These devices have more overlap than ever, but they're still fundamentally different. The MacBook Air M3 is the better productivity machine for most users — a full desktop OS, more apps, and a better multitasking experience. The iPad Pro M4 wins on portability, media consumption, Apple Pencil Pro creativity, and the stunning OLED display.
You're an artist, illustrator, or designer who lives in Procreate or Adobe Fresco. Or if you travel constantly and want a world-class media device that also handles serious work with a keyboard attached.
Your work is primarily in traditional desktop software — coding, writing, spreadsheets, research, video calls. macOS gives you a more capable multitasking environment and runs software iPad simply can't.
The M4 chip in both devices is the same silicon, which makes this the most interesting laptop-vs-tablet comparison Apple has ever produced. But hardware parity doesn't mean the decision is hard — it means you need to think honestly about how you actually work.

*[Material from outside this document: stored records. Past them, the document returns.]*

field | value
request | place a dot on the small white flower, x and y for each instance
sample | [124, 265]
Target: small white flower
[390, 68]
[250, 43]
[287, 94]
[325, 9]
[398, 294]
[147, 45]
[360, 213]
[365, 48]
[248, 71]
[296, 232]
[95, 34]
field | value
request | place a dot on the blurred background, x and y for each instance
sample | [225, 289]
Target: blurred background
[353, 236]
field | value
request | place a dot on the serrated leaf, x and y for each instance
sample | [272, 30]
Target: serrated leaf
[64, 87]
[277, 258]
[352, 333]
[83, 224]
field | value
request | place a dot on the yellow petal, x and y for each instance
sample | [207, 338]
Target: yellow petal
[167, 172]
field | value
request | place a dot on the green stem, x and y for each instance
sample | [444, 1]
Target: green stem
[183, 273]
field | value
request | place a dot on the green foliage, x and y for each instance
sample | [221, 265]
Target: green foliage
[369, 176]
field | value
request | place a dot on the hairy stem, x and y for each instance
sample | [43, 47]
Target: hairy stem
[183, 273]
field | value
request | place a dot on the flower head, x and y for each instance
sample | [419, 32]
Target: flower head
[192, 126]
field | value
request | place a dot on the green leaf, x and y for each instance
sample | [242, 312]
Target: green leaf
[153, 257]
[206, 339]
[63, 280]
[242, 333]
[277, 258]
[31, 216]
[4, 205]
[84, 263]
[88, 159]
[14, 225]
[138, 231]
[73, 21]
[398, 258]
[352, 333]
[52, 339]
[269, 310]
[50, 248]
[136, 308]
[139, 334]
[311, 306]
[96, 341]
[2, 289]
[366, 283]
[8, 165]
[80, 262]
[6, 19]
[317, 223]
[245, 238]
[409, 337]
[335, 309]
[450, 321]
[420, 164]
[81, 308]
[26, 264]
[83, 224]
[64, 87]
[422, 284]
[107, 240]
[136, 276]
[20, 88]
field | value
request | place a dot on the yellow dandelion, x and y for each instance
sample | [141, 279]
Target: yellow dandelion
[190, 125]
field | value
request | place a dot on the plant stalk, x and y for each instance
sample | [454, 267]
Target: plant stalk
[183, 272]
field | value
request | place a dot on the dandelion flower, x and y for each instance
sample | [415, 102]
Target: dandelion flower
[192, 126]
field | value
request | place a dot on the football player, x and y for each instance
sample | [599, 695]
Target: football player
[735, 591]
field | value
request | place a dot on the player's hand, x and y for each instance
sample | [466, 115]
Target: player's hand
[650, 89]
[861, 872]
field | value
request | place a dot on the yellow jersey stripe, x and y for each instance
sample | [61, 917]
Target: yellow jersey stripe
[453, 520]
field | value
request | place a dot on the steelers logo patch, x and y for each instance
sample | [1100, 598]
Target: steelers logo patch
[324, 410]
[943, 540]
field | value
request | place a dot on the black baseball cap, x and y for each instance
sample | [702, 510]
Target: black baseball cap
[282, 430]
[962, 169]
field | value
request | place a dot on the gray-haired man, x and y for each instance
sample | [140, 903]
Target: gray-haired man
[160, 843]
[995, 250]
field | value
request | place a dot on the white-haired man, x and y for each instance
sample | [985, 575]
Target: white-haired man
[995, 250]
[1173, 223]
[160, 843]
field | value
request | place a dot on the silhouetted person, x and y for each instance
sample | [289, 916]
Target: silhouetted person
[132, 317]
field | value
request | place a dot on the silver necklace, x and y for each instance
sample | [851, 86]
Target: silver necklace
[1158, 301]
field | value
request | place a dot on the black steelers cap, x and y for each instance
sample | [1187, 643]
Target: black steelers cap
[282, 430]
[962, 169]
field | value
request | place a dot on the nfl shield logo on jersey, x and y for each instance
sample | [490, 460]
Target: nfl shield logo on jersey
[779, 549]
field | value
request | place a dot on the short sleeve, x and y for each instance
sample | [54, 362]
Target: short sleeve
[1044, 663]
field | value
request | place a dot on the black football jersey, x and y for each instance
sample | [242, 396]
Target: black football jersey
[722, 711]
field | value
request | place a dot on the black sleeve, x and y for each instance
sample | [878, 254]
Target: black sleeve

The iPad Pro M4 is the first iPad with an OLED display — specifically a tandem OLED that achieves 1,000 nits sustained brightness and 1,600 nits peak HDR. True blacks, infinite contrast ratio, and ProMotion 120Hz. It is objectively a better display than the MacBook Air M3's Liquid Retina panel (which is excellent, but LCD-based with 500 nits peak brightness).
The iPad display is also touchscreen and Apple Pencil Pro-compatible, which adds input modes the Air simply doesn't have.
Both run M4 silicon (the MacBook Air runs M3, but the iPad Pro runs M4 — see our spec table). Raw benchmarks are in the iPad's favor on paper, but both are fanless devices that will throttle under sustained load. For burst workloads, both feel snappy and capable. Neither sustains peak CPU throughput indefinitely without throttling.
| Spec | iPad Pro M4 11" | MacBook Air M3 13" |
|---|---|---|
| Chip | Apple M4 | Apple M3 |
| Display | 11" Tandem OLED, 1600 nits peak, 120Hz | 13.6" Liquid Retina LCD, 500 nits, 60Hz |
| OS | iPadOS 18 | macOS Sequoia |
| Touch Input | Yes (Apple Pencil Pro) | No (trackpad only) |
| RAM | 8GB / 16GB unified | 8GB / 16GB / 24GB unified |
| Storage | 256GB – 2TB | 256GB – 2TB |
| Weight (device only) | 0.44 kg (0.98 lbs) | 1.24 kg (2.7 lbs) |
| Weight (with keyboard) | ~1.1 kg with Magic Keyboard | 1.24 kg (built-in keyboard) |
| Battery | ~10 hours mixed use | ~15 hours mixed use |
| Ports | 1× USB-C (Thunderbolt 4) | 2× Thunderbolt 3, MagSafe, 3.5mm |
| Starting Price (device only) | $999 | $1,099 |
| Price with keyboard | ~$1,348 (add $349 Magic Keyboard) | $1,099 (keyboard included) |
This is the most important factor for most people. macOS runs full desktop applications: full versions of Final Cut Pro, Logic Pro, Xcode, Photoshop, Excel, and thousands of others. iPadOS runs iPad-optimized apps, which are often excellent but consistently more limited than their desktop counterparts.
iPadOS 18 has improved multitasking, but it's still not macOS. If you need to run a local web server, use a command line, manage files with a file manager, or work across many windows simultaneously — macOS wins decisively.
At under 1 lb, the iPad Pro 11" is dramatically easier to carry than any MacBook. It fits in places no laptop will, charges faster from smaller bricks, and doubles as a reading device, media player, and note-taking tool. If you travel heavily and want to minimize bag weight, the iPad wins.
The Apple Pencil Pro — with hover detection, barrel roll, and squeeze gestures — is a best-in-class stylus. Procreate, Adobe Fresco, and Notability on iPad are genuinely superior creative experiences compared to anything available on Mac. If drawing, illustration, or handwritten notes are part of your workflow, the iPad Pro is the better choice — it's not close.
The iPad Pro 11" starts at $999, but to use it as a productivity machine you need the Magic Keyboard ($349) and likely Apple Pencil Pro ($129), bringing the total to ~$1,477. The MacBook Air M3 starts at $1,099 with a keyboard included. When comparing like-for-like productivity setups, the MacBook Air is actually cheaper.